SoundCloud founder Eric Quidenus-Wahlforss announced his mysterious new company Nell. The company seems to be building an AI-native, remixable short-form video platform, based on the limited information available on its website (perhaps their own take on the mini drama format?) In his announcement on 𝕏, Quidenus-Wahlforss said “Every generation inherits a new medium. Ours is taking shape.” SoundCloud continues to have a lasting impact on music. It has been home to countless scenes and permutations of internet-native “underground” music. For the past 20 years it’s been the primary platform where truly “new” music can be found—what other platform has had a genre named after it? So if SoundCloud’s cultural importance is any indicator, Nell might be worth paying attention to.
Lionsgate has taken an equity stake in the generative AI video company Runway. Everyone is vying for attention on short-form video platforms, including Hollywood. Lionsgate, which saw recent major success with the release of its Michael Jackson biopic, is expanding its partnership with Runway, first announced in 2024. The two shared plans to generate a specially created short-form video series pulling from Lionsgate’s existing IP. Related: Netflix recently denied rumors that it was interested in acquiring Lionsgate, after backing out of its attempted Warner Bros. acquisition.
In other notable news: Fox acquired the ad-supported streaming platform Roku for $25 billion. SpaceX went public and acquired Anysphere, the parent company behind the agentic coding tool Cursor. In its inaugural conference this week, Cursor announced development of its own frontier AI model that will rival the latest models from Anthropic and OpenAI. Cursor also announced Origin, a version control platform positioned as a GitHub competitor.

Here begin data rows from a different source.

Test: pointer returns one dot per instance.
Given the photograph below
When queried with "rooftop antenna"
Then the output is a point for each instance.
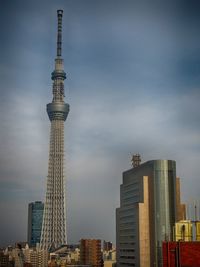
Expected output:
(59, 36)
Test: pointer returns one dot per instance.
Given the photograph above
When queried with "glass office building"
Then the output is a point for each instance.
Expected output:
(35, 215)
(147, 213)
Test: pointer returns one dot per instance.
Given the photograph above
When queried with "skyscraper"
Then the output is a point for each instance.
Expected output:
(35, 214)
(147, 213)
(90, 252)
(54, 218)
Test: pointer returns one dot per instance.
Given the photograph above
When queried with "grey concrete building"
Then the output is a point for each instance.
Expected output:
(147, 213)
(35, 215)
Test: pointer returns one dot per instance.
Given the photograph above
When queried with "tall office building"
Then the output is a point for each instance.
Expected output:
(147, 213)
(54, 218)
(35, 215)
(90, 252)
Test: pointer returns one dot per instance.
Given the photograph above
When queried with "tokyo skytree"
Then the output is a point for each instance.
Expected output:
(54, 217)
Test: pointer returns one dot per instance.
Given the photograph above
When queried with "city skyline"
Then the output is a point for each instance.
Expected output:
(133, 80)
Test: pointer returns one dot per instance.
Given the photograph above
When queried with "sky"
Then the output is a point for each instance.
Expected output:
(133, 85)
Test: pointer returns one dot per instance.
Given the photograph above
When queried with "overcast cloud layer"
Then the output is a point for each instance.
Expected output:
(133, 85)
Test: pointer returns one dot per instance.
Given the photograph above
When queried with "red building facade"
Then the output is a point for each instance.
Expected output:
(181, 254)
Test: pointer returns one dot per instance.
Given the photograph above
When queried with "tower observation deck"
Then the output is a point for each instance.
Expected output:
(54, 217)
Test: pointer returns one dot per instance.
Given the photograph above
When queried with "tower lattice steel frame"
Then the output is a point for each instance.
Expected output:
(54, 218)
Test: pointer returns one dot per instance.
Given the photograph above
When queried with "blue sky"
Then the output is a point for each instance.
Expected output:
(133, 85)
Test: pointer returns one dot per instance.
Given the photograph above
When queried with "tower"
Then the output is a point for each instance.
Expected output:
(54, 217)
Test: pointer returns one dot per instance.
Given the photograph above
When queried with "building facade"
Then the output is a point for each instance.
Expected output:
(182, 253)
(54, 219)
(90, 252)
(35, 215)
(147, 213)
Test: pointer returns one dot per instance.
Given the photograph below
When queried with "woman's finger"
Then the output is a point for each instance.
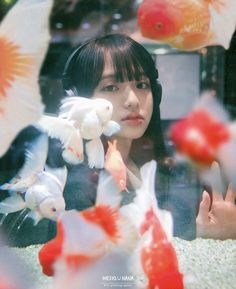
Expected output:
(231, 195)
(202, 217)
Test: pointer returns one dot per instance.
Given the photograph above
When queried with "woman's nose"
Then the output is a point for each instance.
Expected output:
(131, 101)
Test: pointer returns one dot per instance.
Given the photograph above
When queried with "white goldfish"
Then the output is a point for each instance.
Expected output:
(146, 202)
(66, 132)
(93, 118)
(36, 188)
(24, 38)
(12, 274)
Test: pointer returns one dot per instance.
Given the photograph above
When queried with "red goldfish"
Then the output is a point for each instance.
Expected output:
(188, 25)
(114, 164)
(206, 135)
(22, 51)
(154, 255)
(82, 237)
(158, 258)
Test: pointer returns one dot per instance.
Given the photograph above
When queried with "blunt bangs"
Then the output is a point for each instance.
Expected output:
(130, 62)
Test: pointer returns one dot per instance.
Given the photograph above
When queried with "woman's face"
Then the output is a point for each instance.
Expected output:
(132, 102)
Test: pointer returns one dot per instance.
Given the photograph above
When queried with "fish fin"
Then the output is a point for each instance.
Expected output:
(221, 30)
(35, 216)
(70, 137)
(111, 128)
(107, 191)
(95, 153)
(59, 173)
(36, 157)
(21, 104)
(75, 108)
(89, 241)
(91, 126)
(12, 204)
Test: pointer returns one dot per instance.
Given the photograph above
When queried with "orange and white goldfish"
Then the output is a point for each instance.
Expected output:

Epic Games outlines its plan for the next generation of Unreal Engine. The company behind Fortnite is preparing a major upgrade to its game engine that will feature deeper integration with agentic coding tools like Codex and Claude Code via an MCP. Unreal Engine 6 has been years in the making—Epic Games is betting on their new programming language Verse, which was first announced in 2020, and will replace their popular visual scripting system Blueprints. Blueprints certainly has a lot of fans, including the devs behind Clair Obscur, but because of its visual node-based nature, it’s not well suited for integration with AI coding tools. The full release of Unreal Engine 6 won’t be complete until sometime between late 2028 and early 2029. With how quickly the AI industry is moving, three years from now will feel like decades. And with competitors like Roblox betting on world models, it will be interesting to see if Epic’s longer-term strategy proves successful, or if it gets cannibalized by leaner game engine startups taking a world model-first approach to content generation and orchestration.
What can Sephora metrics teach us about product positioning? The newish media and analytics company Components offers compelling research applying Sephora product categories to broader consumer desires. They found that Sephora shoppers are more likely to love fragrance as the price increases, while more functional categories like skincare are treated more like commodities, with shoppers more likely to love them as the price decreases. As debates around taste in the AI age rage on, Components’ research is a reminder that products are not valued only by what they are, but by the desire they produce. Skincare and fragrance are materially not that far apart; both are chemicals in a bottle, but their pricing and positioning couldn’t be more different.